В горле у меня стоял спазм, и я промолчал. Павел Георгиевич взял мой чемоданчик, и мы двинулись в город.
Дом, куда мы приехали, стоял на Большой Грузинской улице, на углу Курбатовского переулка. Когда-то, до революции, дом был трехэтажным, а при советской власти подрос еще на два этажа. В наше время переулок называется улицей Климашкина, дом снесли, на этом месте выстроили польское посольство, и весь район стал весьма респектабельным. А тогда переулки от зоопарка до улицы Горького были застроены невзрачными домишками, лучшие годы которых остались в прошлых веках. По Большой Грузинской ходил дребезжащий звонкий трамвай линии «А», так называемая «Аннушка», и окна дома выходили на трамвайную остановку. Лифта в доме не было, мы поднялись на четвертый этаж пешком и вошли в квартиру. Квартира была коммунальной; моя новая семья обитала в узкой тринадцатиметровой комнате, почти всю ширину которой занимала низкая турецкая тахта, придвинутая к окну. Остальное пространство было плотно заполнено небольшим старым буфетом, узким одностворчатым шкафом, круглым столиком, покрытым цветной скатертью, и тремя стульями светлого дерева, аристократически гнутые спинки которых свидетельствовали об их благородном, но древнем происхождении. В торце над дверью была сооружена антресоль, где хранились вещи не первой необходимости и книги.

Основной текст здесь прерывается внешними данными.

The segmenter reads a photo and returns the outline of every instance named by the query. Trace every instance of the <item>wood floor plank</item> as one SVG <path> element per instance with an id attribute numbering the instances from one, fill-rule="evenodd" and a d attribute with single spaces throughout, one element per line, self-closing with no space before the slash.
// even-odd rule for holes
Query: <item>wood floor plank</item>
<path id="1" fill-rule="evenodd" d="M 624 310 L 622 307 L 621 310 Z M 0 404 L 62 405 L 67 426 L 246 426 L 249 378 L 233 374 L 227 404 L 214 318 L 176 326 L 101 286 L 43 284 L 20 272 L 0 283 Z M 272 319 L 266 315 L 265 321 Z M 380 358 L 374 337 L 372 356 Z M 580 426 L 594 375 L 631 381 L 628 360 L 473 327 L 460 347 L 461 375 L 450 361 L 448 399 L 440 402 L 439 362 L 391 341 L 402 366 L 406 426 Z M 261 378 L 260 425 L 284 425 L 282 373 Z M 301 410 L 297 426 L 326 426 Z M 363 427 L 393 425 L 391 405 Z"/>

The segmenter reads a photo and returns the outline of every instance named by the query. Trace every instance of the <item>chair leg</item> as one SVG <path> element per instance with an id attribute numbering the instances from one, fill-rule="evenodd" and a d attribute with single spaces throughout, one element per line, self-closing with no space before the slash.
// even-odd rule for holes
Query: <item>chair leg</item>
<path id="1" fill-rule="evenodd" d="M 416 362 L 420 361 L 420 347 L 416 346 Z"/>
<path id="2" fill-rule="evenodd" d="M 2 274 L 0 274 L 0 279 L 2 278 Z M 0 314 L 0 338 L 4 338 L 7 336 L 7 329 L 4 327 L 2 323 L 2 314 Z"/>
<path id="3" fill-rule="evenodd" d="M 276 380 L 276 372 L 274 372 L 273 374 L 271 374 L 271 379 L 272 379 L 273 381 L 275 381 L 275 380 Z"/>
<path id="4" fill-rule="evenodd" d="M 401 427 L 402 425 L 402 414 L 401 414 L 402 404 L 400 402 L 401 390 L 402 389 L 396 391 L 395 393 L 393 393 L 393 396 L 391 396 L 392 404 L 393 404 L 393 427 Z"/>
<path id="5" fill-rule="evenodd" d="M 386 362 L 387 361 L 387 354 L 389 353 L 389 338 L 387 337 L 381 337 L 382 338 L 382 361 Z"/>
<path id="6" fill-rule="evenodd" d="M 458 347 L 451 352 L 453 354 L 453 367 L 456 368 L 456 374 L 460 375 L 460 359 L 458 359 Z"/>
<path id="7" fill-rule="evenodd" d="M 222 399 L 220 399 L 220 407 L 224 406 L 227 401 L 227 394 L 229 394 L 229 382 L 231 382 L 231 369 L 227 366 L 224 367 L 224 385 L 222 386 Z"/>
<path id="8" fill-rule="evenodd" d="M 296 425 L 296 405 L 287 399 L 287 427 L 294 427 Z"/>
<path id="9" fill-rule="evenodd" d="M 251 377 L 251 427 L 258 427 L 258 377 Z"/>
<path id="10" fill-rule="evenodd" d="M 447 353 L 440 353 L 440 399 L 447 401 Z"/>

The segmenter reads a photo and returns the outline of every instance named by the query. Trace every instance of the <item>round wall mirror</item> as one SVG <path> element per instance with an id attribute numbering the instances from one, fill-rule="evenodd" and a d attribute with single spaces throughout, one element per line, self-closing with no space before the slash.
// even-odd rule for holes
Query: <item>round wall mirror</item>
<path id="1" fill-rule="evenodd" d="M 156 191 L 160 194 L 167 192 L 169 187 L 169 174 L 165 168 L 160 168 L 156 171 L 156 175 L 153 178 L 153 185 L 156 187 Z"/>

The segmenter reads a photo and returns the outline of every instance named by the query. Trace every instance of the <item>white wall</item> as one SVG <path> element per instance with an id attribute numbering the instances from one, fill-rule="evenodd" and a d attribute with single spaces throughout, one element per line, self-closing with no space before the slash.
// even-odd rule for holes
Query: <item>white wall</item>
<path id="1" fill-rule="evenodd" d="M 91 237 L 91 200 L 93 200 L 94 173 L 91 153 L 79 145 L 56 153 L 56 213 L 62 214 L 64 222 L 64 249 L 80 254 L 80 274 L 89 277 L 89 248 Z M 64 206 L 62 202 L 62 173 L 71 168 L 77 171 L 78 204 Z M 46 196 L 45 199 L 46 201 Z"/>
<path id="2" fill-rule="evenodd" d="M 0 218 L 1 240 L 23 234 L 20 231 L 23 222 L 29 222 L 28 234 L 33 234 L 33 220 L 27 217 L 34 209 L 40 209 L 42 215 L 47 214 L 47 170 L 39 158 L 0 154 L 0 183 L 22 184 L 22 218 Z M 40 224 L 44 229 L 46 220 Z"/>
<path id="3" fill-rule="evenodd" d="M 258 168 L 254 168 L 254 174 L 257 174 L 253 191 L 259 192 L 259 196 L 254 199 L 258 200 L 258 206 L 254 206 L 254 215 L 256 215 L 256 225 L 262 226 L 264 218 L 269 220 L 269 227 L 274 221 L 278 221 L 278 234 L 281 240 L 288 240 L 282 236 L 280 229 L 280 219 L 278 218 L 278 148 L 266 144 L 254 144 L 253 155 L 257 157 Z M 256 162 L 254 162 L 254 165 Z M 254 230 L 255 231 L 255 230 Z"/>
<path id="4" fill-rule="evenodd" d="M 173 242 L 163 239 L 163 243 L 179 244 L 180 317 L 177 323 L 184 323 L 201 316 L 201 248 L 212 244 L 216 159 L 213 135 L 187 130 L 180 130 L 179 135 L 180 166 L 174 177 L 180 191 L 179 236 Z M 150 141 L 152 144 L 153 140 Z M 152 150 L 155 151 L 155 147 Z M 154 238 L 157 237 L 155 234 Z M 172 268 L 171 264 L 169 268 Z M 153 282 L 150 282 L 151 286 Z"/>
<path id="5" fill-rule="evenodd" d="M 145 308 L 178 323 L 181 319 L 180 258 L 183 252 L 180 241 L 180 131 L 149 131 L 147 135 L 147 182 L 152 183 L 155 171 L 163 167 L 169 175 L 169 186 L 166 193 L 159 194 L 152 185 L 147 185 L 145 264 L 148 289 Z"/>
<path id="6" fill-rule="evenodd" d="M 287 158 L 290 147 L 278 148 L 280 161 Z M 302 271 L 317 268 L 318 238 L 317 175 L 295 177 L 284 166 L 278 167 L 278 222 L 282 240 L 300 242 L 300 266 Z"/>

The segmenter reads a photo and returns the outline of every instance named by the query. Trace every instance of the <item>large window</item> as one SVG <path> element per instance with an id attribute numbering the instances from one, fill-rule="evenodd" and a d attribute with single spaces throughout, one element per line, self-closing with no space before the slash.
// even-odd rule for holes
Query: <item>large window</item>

Наталья Максимовна церемонно присела у столика, не снимая пальто, и отказалась от чая. Она, привыкшая жить в просторной одесской квартире, явно была шокирована. Вероятно, она чувствовала себя светской гранд-дамой, случайно попавшей в убогое жилище бедных людей. Возможно, это впечатление подкреплялось ее кратким рассказом об Одессе периода оккупации и застрявшей в памяти фразой о румынских офицерах, целовавших ручки дамам. Визит ее был недолгим; сдав меня в новую семью, она покинула дом, и мы остались одни.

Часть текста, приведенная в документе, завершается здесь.